PROJECT SUMMARY/ABSTRACT
While clinical use of therapeutic proteins has grown exponentially in recent decades, utility is often limited by
unfavorable pharmacokinetics (PK), mediated by rapid elimination. One approach to overcome this limitation is
half-life extension (HLE), achieved by attachment of biotherapeutics to polymers (PEG), plasma proteins
(albumin, IgG), and blood cells. There is a paucity of data describing the impact of properties of cargo proteins
and HLE-conferring ligands on PK of proteins tested using these strategies. One area where HLE has the
potential to advance clinical therapy is acute, life-threatening, thrombosis (pulmonary embolism, ischemic stroke,
etc.). The only pharmacologic treatment available for treatment of this condition is infusion of plasminogen
activators, which have an unfavorable pharmacologic profile, mediated by a half-life of minutes, rapid inactivation
in plasma, and severe adverse effects (e.g. hemorrhagic transformation). Pilot data demonstrates that
conjugation of a derivative of urokinase selectively activated in thrombin-rich pathological thrombi (scuPA-T) to
an albumin-binding nanobody (Nb) leads to PK that is identical to RBC-binding scuPA-T, an approach pioneered
by Drs. Muzykantov and Cines, albeit with distribution in the plasma rather than the cellular fraction of blood.

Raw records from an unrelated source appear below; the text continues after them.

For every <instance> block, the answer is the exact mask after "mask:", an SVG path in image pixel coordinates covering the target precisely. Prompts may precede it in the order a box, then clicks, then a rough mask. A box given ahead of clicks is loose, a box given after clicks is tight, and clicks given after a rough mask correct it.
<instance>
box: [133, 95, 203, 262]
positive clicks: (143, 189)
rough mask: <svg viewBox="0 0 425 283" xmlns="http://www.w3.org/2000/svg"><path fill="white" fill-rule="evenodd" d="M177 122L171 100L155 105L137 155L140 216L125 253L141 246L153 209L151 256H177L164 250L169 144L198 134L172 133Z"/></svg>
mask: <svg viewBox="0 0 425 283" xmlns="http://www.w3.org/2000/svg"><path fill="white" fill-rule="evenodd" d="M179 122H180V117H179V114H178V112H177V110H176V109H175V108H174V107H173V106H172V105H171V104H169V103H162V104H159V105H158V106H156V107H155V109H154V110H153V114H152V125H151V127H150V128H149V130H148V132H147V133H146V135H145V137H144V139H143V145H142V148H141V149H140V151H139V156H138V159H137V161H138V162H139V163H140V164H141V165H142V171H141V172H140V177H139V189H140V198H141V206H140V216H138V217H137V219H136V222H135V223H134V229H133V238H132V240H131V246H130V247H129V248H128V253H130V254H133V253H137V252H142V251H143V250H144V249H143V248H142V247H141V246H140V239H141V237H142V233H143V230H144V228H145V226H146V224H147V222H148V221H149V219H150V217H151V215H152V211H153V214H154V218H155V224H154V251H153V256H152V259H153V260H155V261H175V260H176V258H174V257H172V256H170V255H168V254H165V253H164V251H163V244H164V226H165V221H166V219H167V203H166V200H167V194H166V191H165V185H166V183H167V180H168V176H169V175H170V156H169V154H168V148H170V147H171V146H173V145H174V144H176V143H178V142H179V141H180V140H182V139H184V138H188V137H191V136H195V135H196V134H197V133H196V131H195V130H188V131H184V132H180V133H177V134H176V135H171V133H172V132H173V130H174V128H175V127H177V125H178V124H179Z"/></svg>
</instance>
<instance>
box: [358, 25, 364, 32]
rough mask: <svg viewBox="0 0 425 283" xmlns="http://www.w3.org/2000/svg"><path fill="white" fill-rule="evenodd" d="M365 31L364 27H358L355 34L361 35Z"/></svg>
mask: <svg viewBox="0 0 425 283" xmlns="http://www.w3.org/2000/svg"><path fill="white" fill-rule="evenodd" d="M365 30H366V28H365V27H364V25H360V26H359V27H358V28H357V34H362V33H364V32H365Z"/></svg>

The central hypothesis of this proposal is that coupling of scuPA-T to albumin-binding ligands will
provide prolonged circulation, mediated by the neonatal Fc receptor (FcRn), and selective thrombolysis
of pathological thrombi, sparing hemostatic plugs from lysis. In the mentored stage, the impact of
properties of the cargo drug on FcRn-enabled HLE will be identified, using FcRn knockout mice to directly
elucidate the FcRn-mediated component of HLE conferred by albumin binding (Aim 1; K99). Based on pilot
data, safety and efficacy of albumin-binding scuPA-T will be studied in a mouse model of pulmonary embolism.
These results will be used to develop a predictive modeling platform that will be used to for further engineering
and PK optimization of HLE-scuPA-T constructs (Aim 2; K99). With an eye on mechanistic and translational
advancement of this strategy, the role of albumin-binding affinity on the PK of scuPA-T will be defined, using a
newly developed library of nanobodies (Aim 3; R00). Additionally, thrombin-cleavable HLE ligands will be
devised, permitting selective release of scuPA-T in thrombi, improving diffusion into clots and lysis (Aim 3; R00).
Overarching themes of this proposal include identification of critical features of albumin-mediated HLE and
mechanism-based modeling to guide optimization and reengineering of protein therapeutics. A mentoring team
has been identified with expertise spanning the areas of research in this grant, namely, thrombosis and
hemostasis, antibody engineering, and mathematical modeling of biological systems. Mentored research will be
conducted at the University of Pennsylvania, which has a highly collegial and collaborative faculty and extensive
resources available to conduct the proposed research. This proposal is geared towards gaining the expertise
necessary to be successful as a tenured faculty member conducting high quality biomedical research.